Dans les Alpes-Maritimes, « le taux d’incidence du coronavirus remonte franchement ». Une infectiologue inquiète – Nice-Matin

Dans les Alpes-Maritimes, « le taux d’incidence du coronavirus remonte franchement ». Une infectiologue inquiète – Nice-Matin

Véronique Mondain, infectiologue au CHU de Nice s’inquiète de la circulation virale dans les Alpes-Maritimes.

La situation sanitaire dans le département semble se détériorer?
À quelques jours de Noël, le suivi des indicateurs de la circulation virale fait l’objet de toutes les attentions. Parmi ceux-ci, le taux d’incidence, c’est-à-dire le nombre de tests positifs sur 100.000 habitants, remonte franchement depuis quelques jours pour atteindre plus de 200. On ne cache pas notre inquiétude. Un autre indicateur est très intéressant, c’est celui de la quantification de la charge virale dans les eaux usées mis en place par la mairie de Nice.

Que révèle cet indicateur?
Il correspond au portage du virus dans les selles de la population et permet de savoir, avec précision, quels sont les quartiers où le virus circule davantage. Sans surprise, ce sont les quartiers où il y a le plus de précarité, où la densité de population est la plus importante. Nous avions déjà fait part, il y a plusieurs mois, de ce lien entre pauvreté et virus. Les derniers chiffres de surveillance montrent que l’on est passé de vingt-trois copies par ml d’eau à plus de cinq cent. Il y a aussi beaucoup de contaminations parmi les sujets âgés, (il y a 30% de la population des Alpes-Maritimes qui a plus de soixante ans contre 25% en France), mais aussi chez les soignants. Et certains éléments sont en faveur d’une contagiosité accrue du virus.

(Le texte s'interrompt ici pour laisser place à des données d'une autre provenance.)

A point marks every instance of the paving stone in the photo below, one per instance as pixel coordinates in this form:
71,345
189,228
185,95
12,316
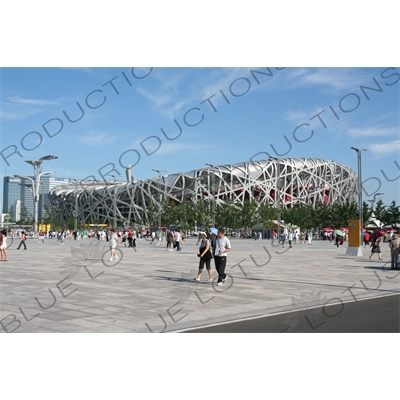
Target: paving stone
131,295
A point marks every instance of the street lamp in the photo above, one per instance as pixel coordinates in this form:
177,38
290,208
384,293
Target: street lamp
114,200
213,199
277,197
374,200
160,198
35,184
360,207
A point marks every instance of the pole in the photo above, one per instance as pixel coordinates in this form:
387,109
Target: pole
360,209
36,181
42,204
76,207
115,204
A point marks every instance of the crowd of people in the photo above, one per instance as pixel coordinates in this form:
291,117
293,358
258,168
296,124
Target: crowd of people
209,242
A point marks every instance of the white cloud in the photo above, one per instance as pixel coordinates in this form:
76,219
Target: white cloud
373,131
96,138
380,150
331,79
40,102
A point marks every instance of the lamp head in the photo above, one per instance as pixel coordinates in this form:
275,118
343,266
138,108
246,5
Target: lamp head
46,158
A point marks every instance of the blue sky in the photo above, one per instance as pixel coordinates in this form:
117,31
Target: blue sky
263,110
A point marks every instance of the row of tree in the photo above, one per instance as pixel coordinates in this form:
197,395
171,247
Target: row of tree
187,214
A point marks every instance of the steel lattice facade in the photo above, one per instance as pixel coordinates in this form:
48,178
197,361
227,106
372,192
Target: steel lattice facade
290,181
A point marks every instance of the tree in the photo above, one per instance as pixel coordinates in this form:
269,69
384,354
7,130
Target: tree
24,218
9,216
380,210
267,213
367,213
202,213
248,215
391,216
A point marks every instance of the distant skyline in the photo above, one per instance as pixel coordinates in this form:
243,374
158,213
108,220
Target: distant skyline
97,121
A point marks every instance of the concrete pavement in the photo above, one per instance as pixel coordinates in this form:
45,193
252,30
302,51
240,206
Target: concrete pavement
74,288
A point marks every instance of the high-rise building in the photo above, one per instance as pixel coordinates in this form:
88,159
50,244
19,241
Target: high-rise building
18,189
12,191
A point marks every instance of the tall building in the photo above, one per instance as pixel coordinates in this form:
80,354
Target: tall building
285,182
12,192
16,210
18,189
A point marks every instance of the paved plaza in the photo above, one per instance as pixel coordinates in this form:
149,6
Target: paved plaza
75,288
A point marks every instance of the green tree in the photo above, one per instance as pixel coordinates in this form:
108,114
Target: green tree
391,216
323,215
248,215
380,210
202,213
267,213
367,213
9,216
24,218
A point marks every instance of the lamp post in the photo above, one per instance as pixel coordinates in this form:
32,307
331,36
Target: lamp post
29,185
35,184
357,250
277,197
76,206
374,200
160,198
114,201
196,187
213,199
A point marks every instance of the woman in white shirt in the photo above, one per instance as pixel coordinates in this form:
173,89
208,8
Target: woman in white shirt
113,245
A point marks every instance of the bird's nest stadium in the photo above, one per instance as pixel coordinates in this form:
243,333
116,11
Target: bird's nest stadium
288,181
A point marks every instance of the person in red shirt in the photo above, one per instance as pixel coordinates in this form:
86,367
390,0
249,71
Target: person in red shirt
23,239
367,239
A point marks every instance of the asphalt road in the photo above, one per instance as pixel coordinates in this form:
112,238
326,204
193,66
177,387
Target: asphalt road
378,315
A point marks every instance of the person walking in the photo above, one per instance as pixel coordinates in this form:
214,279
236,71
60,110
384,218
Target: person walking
205,257
113,245
178,238
170,237
375,248
222,246
3,245
366,239
282,239
22,236
394,252
290,238
130,238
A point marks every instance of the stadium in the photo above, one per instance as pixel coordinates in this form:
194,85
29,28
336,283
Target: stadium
289,182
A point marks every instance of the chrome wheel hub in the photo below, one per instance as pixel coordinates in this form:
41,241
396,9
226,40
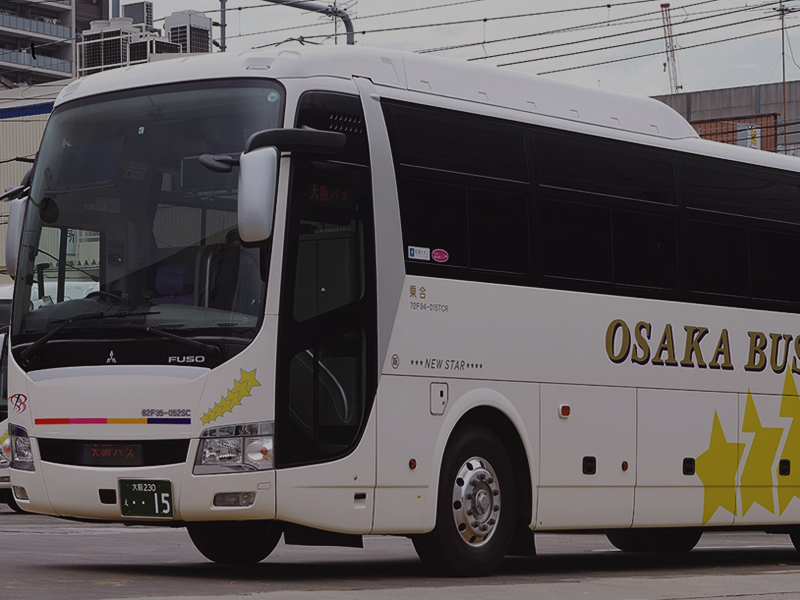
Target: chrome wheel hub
476,501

Les fêtes approchent avec un risque de relâchement…
Ces chiffres sont là, alors que les vacances commencent à peine et que le risque principal, on le sait, est la mise en contact de personnes venant de cellules familiales différentes. Il faut comprendre que, même si nous avons une bien meilleure connaissance de la maladie et si la prise en charge des patients est actuellement à l’origine d’une moindre mortalité, nos services sont encore occupés en majorité par des patients « Covid », ainsi que 60% des lits de réanimation.

Allez-vous pouvoir gérer une troisième vague?
Nous ne le pourrons pas dans ces conditions, nous ne saurons pas où hospitaliser les patients malgré l’important travail de collaboration qui a été fait avec l’ensemble des établissements de santé et notamment les établissements privés. Ces cliniques privées expriment une grande difficulté à poursuivre ce travail collaboratif.

Êtes-vous inquiète?
Ces chiffres nous inquiètent beaucoup car, jusqu’à présent, leur remontée a toujours anticipé un afflux de patients à l’hôpital. Les équipes soignantes sont aussi épuisées et nous ne trouvons plus de renforts. Il serait bien triste de commencer la nouvelle année avec des victimes supplémentaires alors que l’espoir est au bout du chemin avec l’arrivée de la vaccination.